Second solution is better. You can also add concurrency to those kind of asynchronous queues and send 5-10 requests together. I'm not surprised however that the CPU usage is very high, you're doing expensive work where networking, I/O, memory are all used a lot.

alukach commented 7 years ago

Combined with big memory usage

My understanding was that, if streaming the requests, this would not likely be much of an issue. Am I mistaken?

Also, you will probably get an IP ban by doing this (close to DDOS).

Yeah, I think this needs to be throttled back. I've ended up doing something like the following to limit the number of concurrent files to 2:

var fs = require('fs');
var archiver = require('archiver');
var request = require('bhttp');
var async = require('async');

var output = fs.createWriteStream(__dirname + '/example.zip');
var archive = archiver('zip', {
  zlib: { level: 9 }
})
  // pipe archive data to the file
  .pipe(output);

var count = Number(process.env.COUNT);
var i = 0;
var queue = [];
while (i < count) {
  i = i + 1;
  queue.push(i + '.jpg');
}

const finalize = () => archive.finalize();
async.eachLimit(queue, 2, (dst, next) => {
  const stream = request.get('https://i.imgur.com/CMMdGGX.jpg');
  stream.on('end', next);
  archive.append(data, { name: dst, prefix: zipDir });
}, finalize);

This is better, however I do see a moderate level of CPU usage.
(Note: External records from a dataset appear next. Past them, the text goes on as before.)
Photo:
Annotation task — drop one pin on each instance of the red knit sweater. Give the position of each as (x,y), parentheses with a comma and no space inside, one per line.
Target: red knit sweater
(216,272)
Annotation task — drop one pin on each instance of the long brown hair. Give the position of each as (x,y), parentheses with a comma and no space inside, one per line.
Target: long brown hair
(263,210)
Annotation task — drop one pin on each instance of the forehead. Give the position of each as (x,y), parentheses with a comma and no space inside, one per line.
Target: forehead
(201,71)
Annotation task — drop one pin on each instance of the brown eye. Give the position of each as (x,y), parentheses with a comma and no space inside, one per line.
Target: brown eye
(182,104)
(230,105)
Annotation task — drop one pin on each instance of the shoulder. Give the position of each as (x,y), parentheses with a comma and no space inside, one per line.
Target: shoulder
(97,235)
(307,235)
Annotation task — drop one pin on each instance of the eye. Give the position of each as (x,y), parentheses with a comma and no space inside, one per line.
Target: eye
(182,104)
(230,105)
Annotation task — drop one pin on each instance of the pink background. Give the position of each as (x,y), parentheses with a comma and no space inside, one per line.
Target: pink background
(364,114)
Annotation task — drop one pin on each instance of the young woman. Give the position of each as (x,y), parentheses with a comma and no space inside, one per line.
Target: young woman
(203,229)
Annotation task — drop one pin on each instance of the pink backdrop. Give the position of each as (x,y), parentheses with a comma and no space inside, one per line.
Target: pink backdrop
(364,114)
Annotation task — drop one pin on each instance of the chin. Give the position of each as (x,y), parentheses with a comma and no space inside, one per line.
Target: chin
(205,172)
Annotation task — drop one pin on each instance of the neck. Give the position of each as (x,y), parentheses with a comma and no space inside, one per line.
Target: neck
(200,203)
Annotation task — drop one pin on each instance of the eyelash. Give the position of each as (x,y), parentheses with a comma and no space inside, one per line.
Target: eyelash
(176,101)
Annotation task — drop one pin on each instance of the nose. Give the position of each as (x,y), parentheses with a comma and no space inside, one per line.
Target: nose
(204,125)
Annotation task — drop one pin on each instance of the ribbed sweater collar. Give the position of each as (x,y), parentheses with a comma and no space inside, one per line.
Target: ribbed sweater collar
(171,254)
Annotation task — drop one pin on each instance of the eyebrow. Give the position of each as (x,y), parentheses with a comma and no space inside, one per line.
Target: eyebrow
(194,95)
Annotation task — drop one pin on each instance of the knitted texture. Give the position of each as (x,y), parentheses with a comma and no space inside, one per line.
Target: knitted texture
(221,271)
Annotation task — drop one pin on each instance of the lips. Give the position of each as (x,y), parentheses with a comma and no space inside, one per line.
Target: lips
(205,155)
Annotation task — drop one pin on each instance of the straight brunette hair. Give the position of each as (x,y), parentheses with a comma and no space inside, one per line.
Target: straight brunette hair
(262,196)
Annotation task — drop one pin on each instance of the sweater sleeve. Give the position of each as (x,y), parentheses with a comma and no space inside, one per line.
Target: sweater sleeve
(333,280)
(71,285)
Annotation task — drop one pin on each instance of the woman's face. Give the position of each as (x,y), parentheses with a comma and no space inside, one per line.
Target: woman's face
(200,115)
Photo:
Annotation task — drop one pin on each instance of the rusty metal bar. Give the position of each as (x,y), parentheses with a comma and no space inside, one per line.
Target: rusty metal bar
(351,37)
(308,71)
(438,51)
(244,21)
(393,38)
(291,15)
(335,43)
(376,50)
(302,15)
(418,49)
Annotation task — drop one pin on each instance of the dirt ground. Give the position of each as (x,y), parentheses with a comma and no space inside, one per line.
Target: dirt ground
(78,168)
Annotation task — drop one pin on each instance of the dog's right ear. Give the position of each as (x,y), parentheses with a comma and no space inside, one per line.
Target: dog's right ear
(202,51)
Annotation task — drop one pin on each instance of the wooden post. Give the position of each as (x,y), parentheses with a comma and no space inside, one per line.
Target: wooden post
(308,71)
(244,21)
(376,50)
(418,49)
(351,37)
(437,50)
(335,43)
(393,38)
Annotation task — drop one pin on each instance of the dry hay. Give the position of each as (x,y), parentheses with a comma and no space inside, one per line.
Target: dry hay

you're doing expensive work where networking, I/O, memory are all used a lot

Networking and I/O is clear to me, memory isn't (as mentioned above, I thought streaming the data mitigates this). I take it that, at the end of the day, the act of compression is pretty CPU intensive and there's little way around this?

soyuka commented 7 years ago

Each time you create a Readable stream, there is memory dedicated to it. Of course, streams are not using much memory when they transform data (works in chunks), however the more streams you have at the same time, the more memory you'll need (open 200 streams and compare memory when opening just 2).

var fs = require('fs')
var pidusage = require('pidusage')
var prettyBytes = require('pretty-bytes')

fs.createReadStream('/Users/soyuka/.pm2/pm2.log')

setInterval(function() {
  pidusage.stat(process.pid, function(err, stat) {
    console.log(prettyBytes(stat.memory))
  })
}, 1000)

Compression is CPU intensive indeed, you could use a 0 level to skip the compression and just store.

alukach commented 7 years ago

Okay, this was helpful. Thanks for the comments @soyuka! Going to close this ticket.

raghuchahar007 commented 4 years ago

I have fixed the lockup by altering my code to only append a single file to the archive at a time:

var fs = require('fs');
var archiver = require('archiver');
var request = require('bhttp');
var url = require('url');

var output = fs.createWriteStream(__dirname + '/example.zip');
var archive = archiver('zip', {
  zlib: { level: 9 }
})
  // pipe archive data to the file
  .pipe(output);

var count = Number(process.env.COUNT);
var i = 0;
var queue = [];
while (i < count) {
  i = i + 1;
  queue.push({
    src: 'https://i.imgur.com/CMMdGGX.jpg',
    dst: i + '.jpg',
  });
}

new Promise((resolve, reject) => {
  // Setup archive to trigger next request after each file is added
  archive
    .on('entry', function(entryData) {
      var data = queue.pop();
      if (data === undefined) {
        return resolve()
      }
      return fetch(data)
       .catch(reject);
    })

  // Initiate requests
  if (queue.length === 0) return reject("Empty queue");
  return fetch(queue.pop())
    .catch(reject);
})
.then(values => {
  console.log("Finalized");
  archive.finalize();
})
.catch(err => {
  console.error(err);
  archive.abort();
})

function fetch(data) {
  console.log('fetching ' + data.dst + ': ' + data.src);
  return Promise.all([
    request.get(data.src, {stream: true}),
    data.dst
  ])
  .then(data => {
    var response = data[0],
        i = data[1];
    archive.append(response, { name: i + '.jpg', prefix: 'out' });
  })
}

However, now CPU usage is very high. I'm still hoping to get some insight from the project maintainers.

Can you please tell me why did you use bhttp instead of request module for downloading file?